When we argue, we tend to want to say things to hurt our partner or give them a sort of “electric shock”. But these sentences, uttered in haste, can not only hurt, but also endanger your relationship in the long run. Which ones are they?
“There’s nothing to get upset about.”
When we argue, it’s often for a good reason. So hearing your partner say that there is nothing to get upset about is often the straw that breaks the camel’s back! “Minimizing the other’s anger almost amounts to denying it, which makes the other person feel that it is not legitimate to get angry about it. explains Johanna Rozenblum.
“I always do everything, you never help me”

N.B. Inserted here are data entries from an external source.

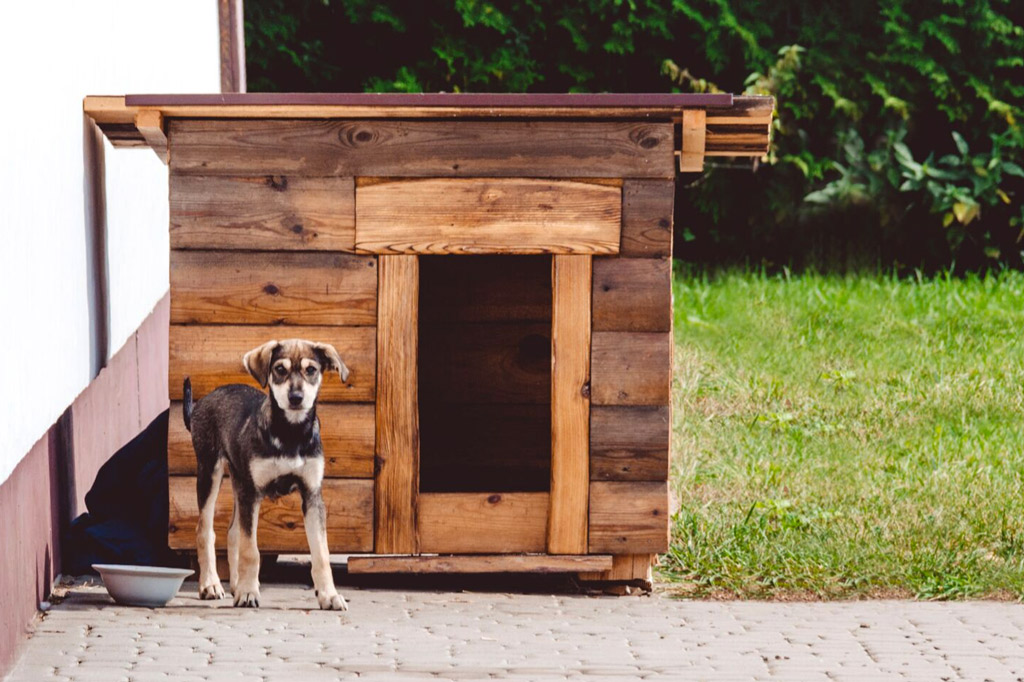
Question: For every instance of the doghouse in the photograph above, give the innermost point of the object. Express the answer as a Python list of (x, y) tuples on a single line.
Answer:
[(495, 270)]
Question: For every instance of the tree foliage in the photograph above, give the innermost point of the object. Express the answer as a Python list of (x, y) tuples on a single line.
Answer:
[(893, 116)]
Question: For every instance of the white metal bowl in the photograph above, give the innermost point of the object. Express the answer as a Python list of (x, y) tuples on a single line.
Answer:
[(141, 586)]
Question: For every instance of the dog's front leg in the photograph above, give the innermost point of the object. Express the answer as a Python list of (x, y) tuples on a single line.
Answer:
[(247, 589), (314, 515)]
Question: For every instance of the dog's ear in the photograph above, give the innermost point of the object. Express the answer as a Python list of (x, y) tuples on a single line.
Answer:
[(330, 359), (257, 361)]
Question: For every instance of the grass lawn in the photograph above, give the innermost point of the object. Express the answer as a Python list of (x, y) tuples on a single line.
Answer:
[(848, 436)]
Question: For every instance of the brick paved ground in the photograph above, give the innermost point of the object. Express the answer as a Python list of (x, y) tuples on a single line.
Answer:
[(410, 635)]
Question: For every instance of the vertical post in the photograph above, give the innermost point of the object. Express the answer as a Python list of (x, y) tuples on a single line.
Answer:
[(397, 462), (570, 280)]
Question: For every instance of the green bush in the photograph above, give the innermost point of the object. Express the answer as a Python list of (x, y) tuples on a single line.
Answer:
[(869, 95)]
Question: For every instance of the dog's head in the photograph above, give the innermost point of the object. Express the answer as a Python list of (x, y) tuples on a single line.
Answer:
[(294, 370)]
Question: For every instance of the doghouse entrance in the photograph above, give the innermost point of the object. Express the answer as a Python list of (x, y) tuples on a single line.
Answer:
[(484, 374)]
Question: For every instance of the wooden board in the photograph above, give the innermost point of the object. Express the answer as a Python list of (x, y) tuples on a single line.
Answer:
[(485, 364), (647, 208), (484, 289), (272, 212), (211, 355), (422, 148), (346, 431), (632, 294), (482, 522), (397, 409), (482, 215), (569, 403), (480, 563), (272, 288), (349, 517), (631, 368), (629, 517), (629, 442)]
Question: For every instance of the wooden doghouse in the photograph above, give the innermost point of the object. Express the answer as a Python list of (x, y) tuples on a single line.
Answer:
[(496, 271)]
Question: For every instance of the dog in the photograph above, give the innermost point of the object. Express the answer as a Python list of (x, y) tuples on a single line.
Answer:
[(269, 444)]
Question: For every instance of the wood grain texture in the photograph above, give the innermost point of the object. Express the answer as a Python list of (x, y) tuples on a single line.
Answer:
[(625, 567), (629, 442), (569, 403), (486, 364), (269, 212), (346, 431), (632, 294), (272, 288), (349, 517), (482, 522), (422, 148), (211, 356), (397, 478), (647, 208), (631, 368), (487, 215), (480, 563), (629, 517)]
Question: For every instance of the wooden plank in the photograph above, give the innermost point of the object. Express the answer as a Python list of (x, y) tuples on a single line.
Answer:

Putting “always” and “never” in reproachful sentences during an argument is never a good sign. “This type of sentence places the blame on the other, we extract ourselves from the conflict to place the responsibility on the other, which is not very responsible” indique Johanna Rozenblum.
“I’m sorry if…”
If the sentence sounds like an apology, in reality it is not. “By putting an if, we shift the blame onto the other, believing that it is their behavior that is wrong” underlines the psychologist.
“I’m tired of you, it’s over between us”
Be careful not to tell the other person that the relationship is over, if you don’t really mean it. “This type of sentence can not only hurt the other, but also potentially push them to put a definitive end to the relationship on their side. note l’expert.
“You look like your mother/father”
When discussing as a couple, it is better to avoid involving a third person, even for comparison. In addition to hurting the other, “this risks exposing him further, because it affects those close to him.” adds the psychologist.
How to discuss constructively during an argument?
To interact positively with your partner, you must instead use non-violent communication (NVC). “To do this, you need to use sentences like, “I hear what you’re telling me, come on, let’s sit down and find a solution.” This does not prevent us from exposing the difficulties we encounter with others.” explains Johanna Rozenblum.
“It can also be: “I hear your share of difficulties, here is mine. I am capable of taking this path, to promote our exchanges, what would you be ready to do on your side?” For example” explains the expert again. With the aim of not ruining your relationship over a few words spoken without thinking about it.